4. A method of producing shaped castings in a mold according to claim 1, in which said reservoir is kept on said mold until complete crystallization of said casting takes place.

5. A method of producing shaped castings in a mold according to claim 2, in which said layer of slag covering said joint of said upper end faces of said mold and reservoir is forcedly cooled.

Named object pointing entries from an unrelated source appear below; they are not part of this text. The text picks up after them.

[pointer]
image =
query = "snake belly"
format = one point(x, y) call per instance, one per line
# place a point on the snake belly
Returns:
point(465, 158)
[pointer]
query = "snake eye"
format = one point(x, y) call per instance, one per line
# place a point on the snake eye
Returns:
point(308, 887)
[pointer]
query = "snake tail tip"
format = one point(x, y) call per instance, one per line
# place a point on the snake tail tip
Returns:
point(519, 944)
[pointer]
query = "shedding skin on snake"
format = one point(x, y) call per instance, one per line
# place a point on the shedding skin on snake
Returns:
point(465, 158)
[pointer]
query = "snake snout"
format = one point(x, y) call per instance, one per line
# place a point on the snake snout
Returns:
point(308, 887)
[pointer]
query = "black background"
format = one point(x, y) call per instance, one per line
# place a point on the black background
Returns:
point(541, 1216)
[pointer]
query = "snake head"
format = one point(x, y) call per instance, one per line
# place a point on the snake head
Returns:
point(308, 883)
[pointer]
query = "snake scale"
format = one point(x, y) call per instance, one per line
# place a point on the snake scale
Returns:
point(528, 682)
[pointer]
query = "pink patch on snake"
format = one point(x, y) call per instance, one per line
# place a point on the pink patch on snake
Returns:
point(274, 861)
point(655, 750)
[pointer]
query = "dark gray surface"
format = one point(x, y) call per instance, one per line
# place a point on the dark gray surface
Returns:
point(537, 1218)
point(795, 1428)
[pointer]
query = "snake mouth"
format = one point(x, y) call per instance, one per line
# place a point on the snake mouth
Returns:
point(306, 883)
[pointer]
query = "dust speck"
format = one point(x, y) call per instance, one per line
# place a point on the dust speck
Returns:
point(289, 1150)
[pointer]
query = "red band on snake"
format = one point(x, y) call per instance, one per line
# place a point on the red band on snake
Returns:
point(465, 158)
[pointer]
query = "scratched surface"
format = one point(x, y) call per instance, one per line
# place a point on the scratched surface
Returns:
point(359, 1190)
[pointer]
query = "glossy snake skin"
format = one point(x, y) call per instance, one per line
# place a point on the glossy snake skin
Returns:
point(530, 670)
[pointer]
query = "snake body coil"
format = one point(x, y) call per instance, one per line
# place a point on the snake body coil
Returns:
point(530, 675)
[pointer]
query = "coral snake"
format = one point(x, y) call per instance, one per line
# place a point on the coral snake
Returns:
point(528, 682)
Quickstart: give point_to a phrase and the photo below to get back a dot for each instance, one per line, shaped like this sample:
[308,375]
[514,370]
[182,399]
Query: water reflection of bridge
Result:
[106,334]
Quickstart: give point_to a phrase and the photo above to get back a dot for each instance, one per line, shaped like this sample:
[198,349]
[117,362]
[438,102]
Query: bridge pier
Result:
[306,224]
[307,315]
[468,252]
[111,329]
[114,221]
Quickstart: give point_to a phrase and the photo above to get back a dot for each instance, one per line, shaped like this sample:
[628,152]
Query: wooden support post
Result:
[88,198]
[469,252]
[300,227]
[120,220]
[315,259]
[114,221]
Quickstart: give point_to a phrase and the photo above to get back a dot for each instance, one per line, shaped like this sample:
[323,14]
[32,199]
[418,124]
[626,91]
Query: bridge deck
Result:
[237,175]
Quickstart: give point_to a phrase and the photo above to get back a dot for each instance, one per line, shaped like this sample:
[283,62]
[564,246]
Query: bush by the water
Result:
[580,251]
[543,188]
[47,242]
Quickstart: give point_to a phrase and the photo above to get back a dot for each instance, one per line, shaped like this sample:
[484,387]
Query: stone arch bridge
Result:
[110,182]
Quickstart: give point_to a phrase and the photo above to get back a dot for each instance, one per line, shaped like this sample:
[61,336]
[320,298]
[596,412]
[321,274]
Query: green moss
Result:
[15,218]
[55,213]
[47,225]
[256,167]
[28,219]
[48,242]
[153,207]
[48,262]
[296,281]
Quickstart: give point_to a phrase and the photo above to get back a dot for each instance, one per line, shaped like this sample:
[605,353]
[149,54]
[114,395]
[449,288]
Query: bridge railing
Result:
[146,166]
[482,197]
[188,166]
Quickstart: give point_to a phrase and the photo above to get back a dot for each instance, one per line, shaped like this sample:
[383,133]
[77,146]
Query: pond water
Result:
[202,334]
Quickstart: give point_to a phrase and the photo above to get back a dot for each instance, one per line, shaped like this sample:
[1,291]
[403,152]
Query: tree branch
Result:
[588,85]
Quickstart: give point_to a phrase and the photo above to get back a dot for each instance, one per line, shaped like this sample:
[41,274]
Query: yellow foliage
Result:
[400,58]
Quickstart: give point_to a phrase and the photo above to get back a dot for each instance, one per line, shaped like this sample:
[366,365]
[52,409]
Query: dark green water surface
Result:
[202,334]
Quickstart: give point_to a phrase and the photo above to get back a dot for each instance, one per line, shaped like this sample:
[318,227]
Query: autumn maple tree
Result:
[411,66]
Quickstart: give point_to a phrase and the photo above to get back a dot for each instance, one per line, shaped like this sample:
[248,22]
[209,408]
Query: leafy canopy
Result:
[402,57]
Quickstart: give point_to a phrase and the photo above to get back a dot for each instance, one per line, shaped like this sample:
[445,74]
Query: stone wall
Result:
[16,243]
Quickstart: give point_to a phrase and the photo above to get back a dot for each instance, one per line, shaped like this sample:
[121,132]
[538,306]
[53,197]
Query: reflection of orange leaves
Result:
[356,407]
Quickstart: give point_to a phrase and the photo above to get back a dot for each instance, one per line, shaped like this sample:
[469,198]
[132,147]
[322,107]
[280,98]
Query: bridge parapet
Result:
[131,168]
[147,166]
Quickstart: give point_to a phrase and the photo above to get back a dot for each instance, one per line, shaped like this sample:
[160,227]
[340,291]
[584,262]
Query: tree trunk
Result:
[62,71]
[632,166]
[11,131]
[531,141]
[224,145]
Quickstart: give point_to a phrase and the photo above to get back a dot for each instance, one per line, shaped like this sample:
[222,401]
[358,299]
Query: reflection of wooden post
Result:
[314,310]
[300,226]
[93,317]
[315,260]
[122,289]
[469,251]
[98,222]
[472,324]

6. A device for producing shaped castings in a mold comprising:

a reservoir for molten metal and slag and having an upper end face;

a drive for rotating said reservoir for molten metal and slag;

a mold having an upper end face and mounted with a possibility of moving toward said reservoir for molten metal and slag until said upper end face of said reservoir adjoins said upper end face of said mold, said upper end faces of said reservoir for molten metal and slag and of said mold forming upon adjoining a closed integrated unit consisting of said reservoir for molten metal and slag and said mold and said integrated unit being rotated in a vertical plane by said drive;

a first pivot bearing and said reservoir for molten metal and slag and said mold mounted on said first pivot bearing;

a drive mounted on said mold for turning said mold in a vertical plane;

a second pivot bearing and said reservoir for molten metal and slag fixed in between said first pivot bearing and said second pivot bearing with a possibility of occupying positions, in one of which it is connected to said first pivot bearing and in a second position it is connected to said second pivot bearing;

at least one additional pivot bearing;

at least one additional mold mounted on said additional pivot bearing and having an upper end face; and

at least one additional drive mounted on said additional mold for turning the additional mold in a vertical plane, said upper end faces of said reservoir for molten metal and slag and said additional mold forming in one position of said reservoir for molten metal and slag a close integrated unit, consisting of said reservoir for molten metal and slag and said additional mold and said integrated unit being rotatable in a vertical plane by means of said drive of said reservoir for molten metal and slag.

7. A device for producing shaped castings in a mold according to claim 6, wherein said reservoir for molten metal and slag, said mold and said additional mold are provided with at least one automatic coupling element operating in the process of adjoining said upper end faces of said reservoir for molten metal and slag, said mold and said additional mold.